El procedimiento incluyó la neutralización de elementos como retroexcavadoras, dragas artesanales, motores y otros insumos logísticos. Estas acciones se enmarcan en la política estatal de control y erradicación de la minería ilegal en el país.

Operativo minero

La Agencia de Regulación y Control Minero (ARCOM) lidera estos esfuerzos junto a las Fuerzas Armadas y Policía Nacional, con el objetivo de proteger ecosistemas vulnerables, principalmente en zonas amazónicas y andinas.

La minería ilegal genera graves daños ambientales: deforestación, contaminación de ríos con mercurio y otros químicos, y alteración de ecosistemas sensibles. La destrucción de estos campamentos contribuye a mitigar esos impactos y reduce la presión sobre recursos naturales estratégicos.

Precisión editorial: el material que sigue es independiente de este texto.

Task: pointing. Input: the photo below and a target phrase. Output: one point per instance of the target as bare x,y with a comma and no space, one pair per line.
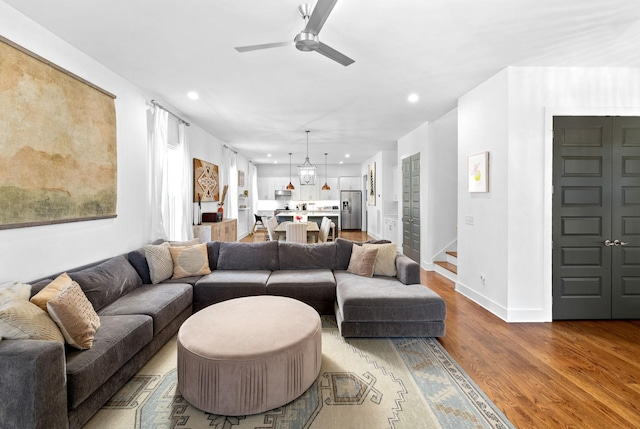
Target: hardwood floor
570,374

Además, estas operaciones fortalecen la seguridad ciudadana al desarticular economías ilícitas que a menudo se vinculan con otras actividades criminales, como el tráfico de insumos y la presencia de grupos armados en zonas remotas.Datos relevantes en negrilla: Se incineraron e inhabilitaron maquinaria pesada, campamentos completos, motores y mangueras de alto uso en extracción ilegal.

Controles mineros

Ecuador ha intensificado en los últimos años los operativos contra la minería ilegal a través de la ARCOM y la Comisión Especial para el Control de la Minería Ilegal (CECMI). Estos esfuerzos forman parte del Plan Nacional de Desarrollo del Sector Minero, que incluye un eje específico dedicado a la regulación y combate de actividades ilícitas.

Regiones como Orellana, Napo, Morona Santiago e Imbabura han sido escenarios frecuentes de estas intervenciones. En operativos anteriores se han destruido excavadoras, dragas y campamentos completos, generando pérdidas millonarias a las redes ilegales.

Operativos anteriores

En operativos recientes, las autoridades han reportado la inhabilitación de retroexcavadoras, dragas artesanales y decenas de bocaminas. La destrucción de infraestructura evita la reactivación rápida de estos frentes ilegales y envía un mensaje disuasivo claro.

Expertos destacan que la minería ilegal no solo causa daño ambiental irreversible, sino que también genera conflictos sociales y riesgos para las comunidades cercanas. La respuesta estatal combina inteligencia, presencia militar y acciones legales para desmantelar toda la cadena operativa.